Getting back to the example of the fly agaric with which we started: Collections of that species from Europe, Japan, Siberia, and throughout North America have been investigated and sequence data from several parts of their DNA have been compared. What we thought what was one species that could vary in colour from deep red, through pale orange, to yellow, turn out to be divided into several distinct groups: One group occurs throughout Europe and Asia and spreads into Alaska, while a second big group occurs in North America, with a subgroup in the Northeast. Besides these two big units, there are several smaller distinct groups, one in the southeast of the USA, and three on Santa Cruz island off Santa Barbara. The colour variations do not correlate with the DNA groups. At the moment, we are left without a species name for the widespread North American taxon—the name “Amanita amerimuscaria” is used informally, but it has not been published under the rules set out above. It looks like more work has to be done to establish the boundaries of this taxon and see whether those local variants and groups also have morphological characters so they can be more easily distinguished.
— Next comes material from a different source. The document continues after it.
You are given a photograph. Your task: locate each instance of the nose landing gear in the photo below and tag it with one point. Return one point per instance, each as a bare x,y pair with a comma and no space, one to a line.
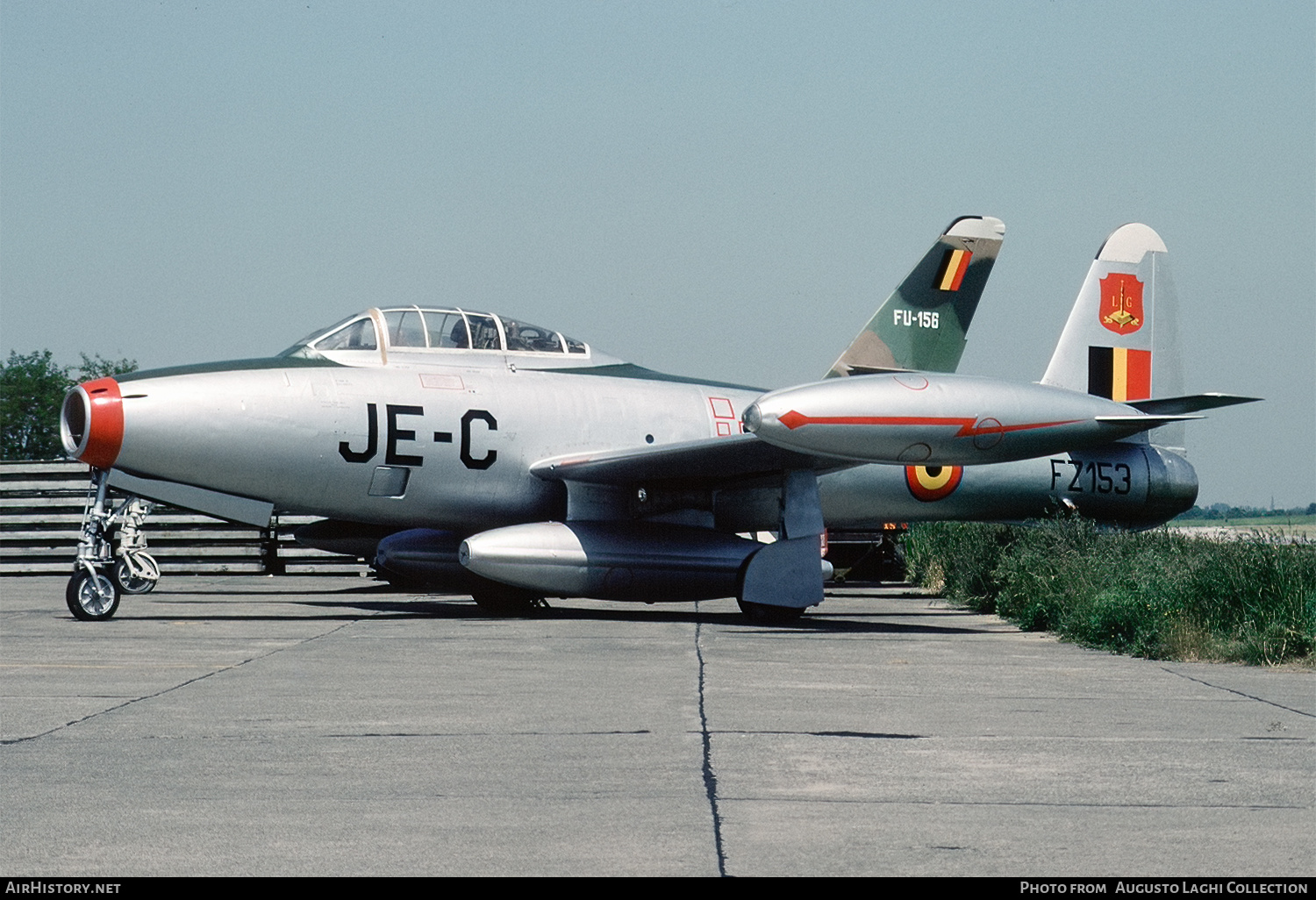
104,571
Fungal taxonomy remains a subjective business. Some French mycologists even say that a taxon is good enough to be a species when they can recognize it. Others say that a species has to differ in at least two morphological traits from its neighbours and others claim that a certain percentage of similarity in the ITS-region is all you need (the ITS is a specific part of the DNA that is widely used in fungal species recognition).
Yet, describing fungal diversity is more needed than ever. Though the exact number of undescribed species of gilled mushrooms is unknown, we do know that here in California many are still nameless, or only known under old and wrong names from elsewhere, such as Amanita muscaria. With easier rules, better infrastructure (including more data freely available on the web), and more people working in this field (this is wishful thinking on my part), it will happen!
One final remark, there is no rule in the code that says the person who describes a new species has to be a professional biologist. In Europe, most new species are described by people with other professions, from shop keepers to veterinarians. Yes, you can be involved too!